Non possiamo dimenticare come l’agricoltura “industriale” sia un sistema di per sé “insostenibile”, “dispendioso” (per produrre una caloria alimentare ne vengono investite sette), “inefficiente” (solo il 70% dell’acqua disponibile, il 30-50% dei concimi azotati e il 45% di quelli fosfatici è utilizzato dalle colture) e “povero” dal punto di vista biologico, si basa spesso sulla monocoltura e su poche varietà selezionate (negli ultimi 50 anni le risorse genetiche vegetali si stanno perdendo, su scala globale, al ritmo dell’1 2% l’anno; la concentrazione delle multinazionali delle sementi in grandi aziende ha fuso o cancellato alcuni programmi di selezione vegetale per ridurre i costi). In futuro ci saranno meno coltivatori e i coltivatori stessi dipenderanno da un patrimonio genetico più ristretto, che potrebbe contribuire, in tempi brevi, all’insicurezza alimentare. La perdita di biodiversità rende il sistema agricolo più fragile: come rilevato da Renard e Tilman (2019) vi è una relazione diretta fra riduzione della diversità delle specie coltivate e probabilità di perdite di raccolto. La biodiversità, sono sempre gli stessi autori a ricordarcelo, è alla base dei principali determinanti della stabilità del rendimento calorico.

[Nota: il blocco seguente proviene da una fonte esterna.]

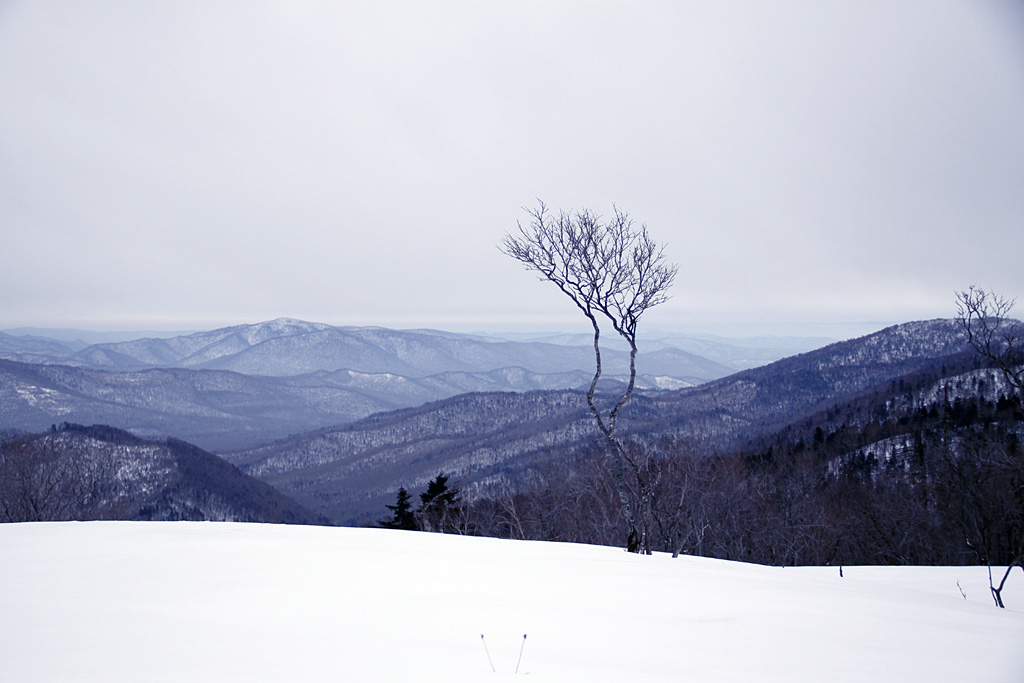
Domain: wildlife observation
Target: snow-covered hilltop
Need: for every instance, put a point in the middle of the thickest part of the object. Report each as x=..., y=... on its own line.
x=181, y=601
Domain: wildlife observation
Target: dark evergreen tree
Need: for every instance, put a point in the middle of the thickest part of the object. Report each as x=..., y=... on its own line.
x=439, y=507
x=401, y=516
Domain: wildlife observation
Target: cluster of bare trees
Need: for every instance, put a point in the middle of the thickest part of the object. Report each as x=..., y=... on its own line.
x=48, y=478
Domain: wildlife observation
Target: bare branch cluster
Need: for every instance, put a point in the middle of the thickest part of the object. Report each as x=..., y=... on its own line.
x=984, y=315
x=611, y=270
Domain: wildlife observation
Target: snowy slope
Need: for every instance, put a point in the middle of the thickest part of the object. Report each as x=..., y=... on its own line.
x=180, y=601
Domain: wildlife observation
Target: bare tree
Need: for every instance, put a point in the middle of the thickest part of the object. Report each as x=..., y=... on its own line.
x=612, y=270
x=984, y=315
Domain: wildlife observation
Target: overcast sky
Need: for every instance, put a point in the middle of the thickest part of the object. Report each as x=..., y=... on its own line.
x=188, y=165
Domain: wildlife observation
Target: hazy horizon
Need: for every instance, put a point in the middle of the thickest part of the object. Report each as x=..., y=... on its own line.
x=195, y=165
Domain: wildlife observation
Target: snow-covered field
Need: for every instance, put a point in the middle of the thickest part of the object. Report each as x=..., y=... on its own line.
x=180, y=601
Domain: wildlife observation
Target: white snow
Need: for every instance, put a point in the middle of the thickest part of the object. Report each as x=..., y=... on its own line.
x=184, y=601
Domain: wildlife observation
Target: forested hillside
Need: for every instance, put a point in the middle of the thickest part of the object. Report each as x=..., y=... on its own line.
x=496, y=441
x=78, y=473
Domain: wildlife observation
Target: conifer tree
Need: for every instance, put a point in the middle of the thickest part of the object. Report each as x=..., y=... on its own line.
x=402, y=516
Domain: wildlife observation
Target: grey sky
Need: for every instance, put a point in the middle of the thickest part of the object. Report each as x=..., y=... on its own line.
x=195, y=164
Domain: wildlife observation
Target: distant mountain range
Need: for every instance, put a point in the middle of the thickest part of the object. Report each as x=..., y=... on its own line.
x=484, y=440
x=246, y=385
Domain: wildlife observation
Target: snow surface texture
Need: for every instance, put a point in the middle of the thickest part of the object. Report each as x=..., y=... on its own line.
x=186, y=601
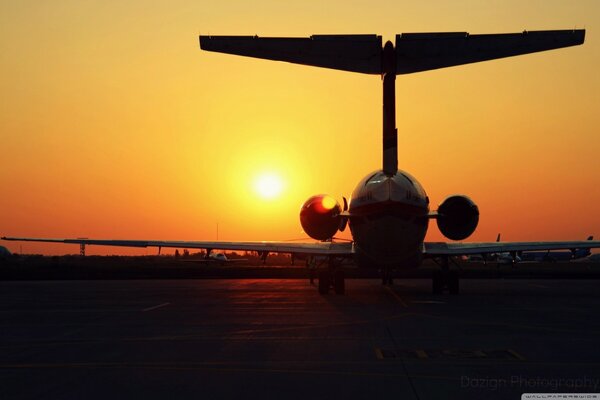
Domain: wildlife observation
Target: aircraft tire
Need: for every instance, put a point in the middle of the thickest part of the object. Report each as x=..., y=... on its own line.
x=453, y=282
x=437, y=284
x=324, y=282
x=339, y=282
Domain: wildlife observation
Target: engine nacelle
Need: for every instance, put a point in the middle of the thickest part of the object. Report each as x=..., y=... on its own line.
x=458, y=217
x=320, y=217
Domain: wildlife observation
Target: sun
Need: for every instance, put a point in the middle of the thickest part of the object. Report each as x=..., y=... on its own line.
x=268, y=186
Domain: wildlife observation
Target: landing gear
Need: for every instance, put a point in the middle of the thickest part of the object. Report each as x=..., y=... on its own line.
x=445, y=279
x=324, y=282
x=386, y=277
x=332, y=277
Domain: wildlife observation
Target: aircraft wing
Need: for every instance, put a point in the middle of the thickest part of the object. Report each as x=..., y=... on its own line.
x=415, y=52
x=436, y=249
x=316, y=248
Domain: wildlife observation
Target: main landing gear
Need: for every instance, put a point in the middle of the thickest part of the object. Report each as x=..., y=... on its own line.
x=386, y=277
x=445, y=279
x=332, y=277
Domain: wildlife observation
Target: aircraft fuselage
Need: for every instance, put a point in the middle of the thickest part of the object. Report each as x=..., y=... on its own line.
x=389, y=220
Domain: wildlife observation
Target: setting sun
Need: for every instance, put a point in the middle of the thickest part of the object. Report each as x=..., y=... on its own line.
x=268, y=186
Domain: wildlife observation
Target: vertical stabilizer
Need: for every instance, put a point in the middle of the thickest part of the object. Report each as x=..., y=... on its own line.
x=390, y=133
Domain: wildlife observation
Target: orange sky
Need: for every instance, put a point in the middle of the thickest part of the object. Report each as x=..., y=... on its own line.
x=113, y=124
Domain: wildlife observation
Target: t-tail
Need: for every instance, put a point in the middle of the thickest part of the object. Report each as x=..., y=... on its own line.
x=413, y=52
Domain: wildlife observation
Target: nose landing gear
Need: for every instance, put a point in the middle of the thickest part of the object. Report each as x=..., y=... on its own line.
x=445, y=279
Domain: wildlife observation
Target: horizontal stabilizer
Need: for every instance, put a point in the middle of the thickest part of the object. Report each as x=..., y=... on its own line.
x=417, y=52
x=355, y=53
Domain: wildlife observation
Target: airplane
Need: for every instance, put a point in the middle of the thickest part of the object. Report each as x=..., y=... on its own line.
x=554, y=256
x=389, y=211
x=216, y=258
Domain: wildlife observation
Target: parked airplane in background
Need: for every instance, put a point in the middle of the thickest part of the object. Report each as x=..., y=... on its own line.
x=389, y=212
x=215, y=258
x=553, y=256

Le varietà moderne, concepite per soddisfare le esigenze del mercato, dell’industria di trasformazione e della distribuzione moderna, sono soggette a rapida obsolescenza. Negli ultimi si sta cominciando a rivalutare il patrimonio rappresentato dalle cosiddette “varietà locali”, anche dette landrace, farmer’s variety o folk variety; si tratta di popolazioni di piante, propagate per seme o per via vegetativa, caratterizzate da una maggiore o minore variazione genetica, comunque ben identificabile e che spesso ha un nome locale, non è stata sottoposta ad un programma organizzato di miglioramento genetico, è caratterizzata da un elevato adattamento alle condizioni ambientali e colturali dell’area in cui è stata selezionata ed è strettamente legata alle tradizioni, ai saperi, agli usi, ai dialetti e alle vicende delle popolazioni umane che l’hanno sviluppata e/o continuano a coltivarla (Zeven, 1998). Nell’ultimo secolo, quasi il 75% delle varietà locali è andato perduto, ma questa percentuale potrebbe salire fino al 90% negli Stati Uniti (Renna et al., 2018). Preservare l’agro-biodiversità rappresenta quindi il key point per garantire l’adattabilità e la resilienza degli agro-ecosistemi alla sfida globale, che dovremo affrontare nel prossimo futuro per produrre maggiori quantità di cibo di migliore qualità in modo sostenibile. Non possiamo dimenticare il duplice ruolo svolto dall’azione dell’uomo: da una parte molte componenti dell’agro-biodiversità non sopravviverebbero senza l’interferenza umana, dall’altra le scelte umane possono rappresentare una minaccia per la preservazione dell’agro-biodiversità stessa. Conservarla è un imperativo anche etico: come ricordava Antoine de St. Exupéry, “Tu diventi responsabile di ciò che hai addomesticato. Tu sei responsabile della tua rosa”.